Improving Deep Learning-Based UWB LOS/NLOS Identification with Transfer Learning: An Empirical Approach

Electronics 2020, 9(10), 1714; https://doi.org/10.3390/electronics9101714
by JiWoong Park 1, SungChan Nam 2, HongBeom Choi 1, YoungEun Ko 2 and Young-Bae Ko 1,2,*
Reviewer 1: Anonymous
Reviewer 2: Anonymous
Reviewer 3: Anonymous
Electronics 2020, 9(10), 1714; https://doi.org/10.3390/electronics9101714
Submission received: 20 September 2020 / Revised: 13 October 2020 / Accepted: 15 October 2020 / Published: 18 October 2020
(This article belongs to the Special Issue AI Applications in IoT and Mobile Wireless Networks)

Round 1

Reviewer 1 Report

Authors have definitely delivered us an important and timely work that combines the machine learning techniques with the UWB channel modeling/measurements. The NLOS/LOS identification accuracy can be therefore enhanced by the proposed scheme. This paper is generally well written, however, there are some concerns and questions:

First, in the introduction part, authors mentioned that the multipath immunity is one of the advantages UBW WLC holds, the reference [4] seems to have not support this conclusion, could you please double-check or elaborate more about it, or put a reference on it?

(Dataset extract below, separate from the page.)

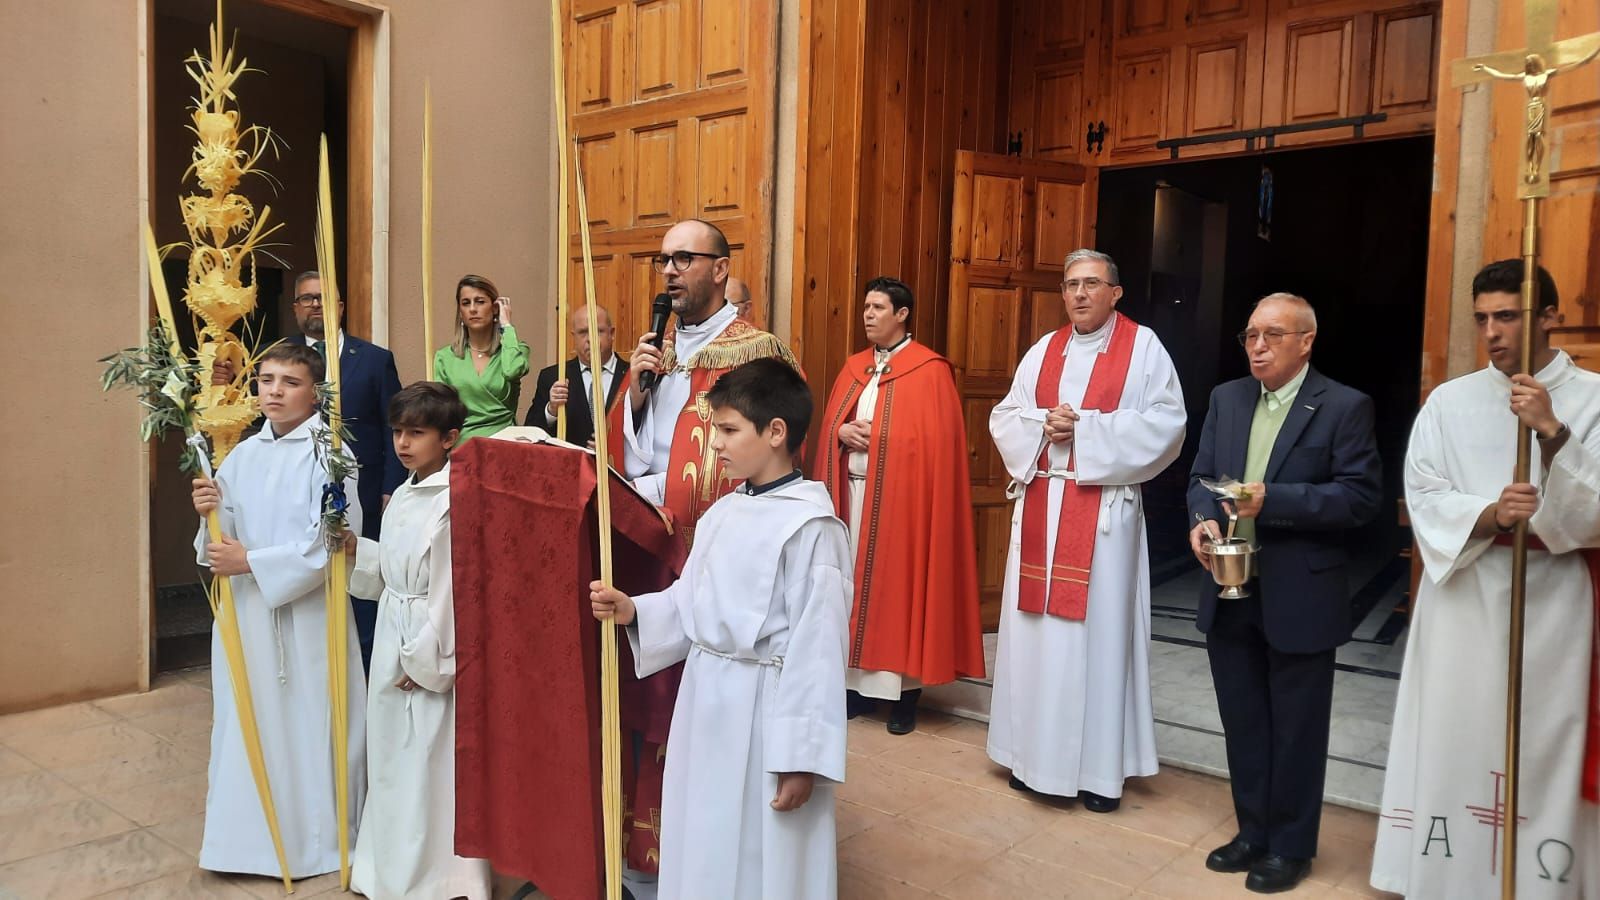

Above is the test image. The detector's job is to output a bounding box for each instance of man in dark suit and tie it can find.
[214,270,406,671]
[286,271,407,539]
[526,304,627,448]
[1186,292,1382,894]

Moreover, the machine learning assisted NLOS/LOS detection is critical and can be widely extended to be used in a wider range of application scenarios, such as UAV comm, Maritime Comm, etc., authors may consider the following references to add to make the introduction more rich and interesting:

[1] Y. Huo, X. Dong, T. Lu, W. Xu and M. Yuen, "Distributed and Multilayer UAV Networks for Next-Generation Wireless Communication and Power Transfer: A Feasibility Study," in IEEE Internet of Things Journal, vol. 6, no. 4, pp. 7103-7115, Aug. 2019, doi: 10.1109/JIOT.2019.2914414.

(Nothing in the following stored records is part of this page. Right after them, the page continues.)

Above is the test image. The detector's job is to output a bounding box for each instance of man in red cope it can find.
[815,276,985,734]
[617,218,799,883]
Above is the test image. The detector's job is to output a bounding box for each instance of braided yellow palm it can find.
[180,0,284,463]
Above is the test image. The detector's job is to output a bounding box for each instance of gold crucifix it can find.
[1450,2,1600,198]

[2] L. Li et al., "Millimeter-Wave Networking in Sky: A Machine Learning and Mean Field Game Approach for Joint Beamforming and Beam-Steering," in IEEE Transactions on Wireless Communications, doi: 10.1109/TWC.2020.3003284.

[3] Y. Huo, X. Dong and S. Beatty, "Cellular Communications in Ocean Waves for Maritime Internet of Things," in IEEE Internet of Things Journal, doi: 10.1109/JIOT.2020.2988634.

Finally, the EVK1000 dev. board may need some proper description and reference. The legend in Fig. 5 and Fig. 6 needs careful correction.  

 

Author Response

Please see the attachment.

Author Response File: Author Response.pdf

Reviewer 2 Report

This paper presents the identification scheme of the ultra-wide line of sight / non-line of sight that has been improved, which is based on a hybrid method (deep learning and transfer learning). In previous studies, the accuracy dropped sharply. To solve the problem, the authors propose an NLOS identification method for classifying these UWB conditions. A Decawave EVK1000 was used to measure the data. More details about on the innovative aspects should be highlighted.

This article is good, from the point of view of the structure and information that it gives us and who are helpful. I really like how formulas are arranged in the paper and how they are explained.

Try to look for more references, for an article of 11-12 pages, I consider that 19 references are not enough. For example, related work regarding other use cases could be added:

- He, Ying, Yan Chen, Yang Hu, and Bing Zeng. "WiFi Vision: Sensing, Recognition, and Detection with Commodity MIMO-OFDM WiFi." IEEE Internet of Things Journal (2020).

- Aileni, Raluca Maria, George Suciu, Carlos Alberto Valderrama Sukuyama, Sever Pasca, and Rajagopal Maheswar. "Internet of wearable low-power wide-area network devices for health self-monitoring." In LPWAN Technologies for IoT and M2M Applications, pp. 307-325. Academic Press, 2020.

Author Response

Please see the attachment

Author Response File: Author Response.pdf

Reviewer 3 Report

The authors present a machine learning technique for the LOS/NLOS identification of unmeasured environments with improved detection rate and computational training time. This is achieved by applying the transfer learning technique by which the MPL and CNN are partially trained with new data, keeping information of previous trainings. This speeds up the processes and improves prediction.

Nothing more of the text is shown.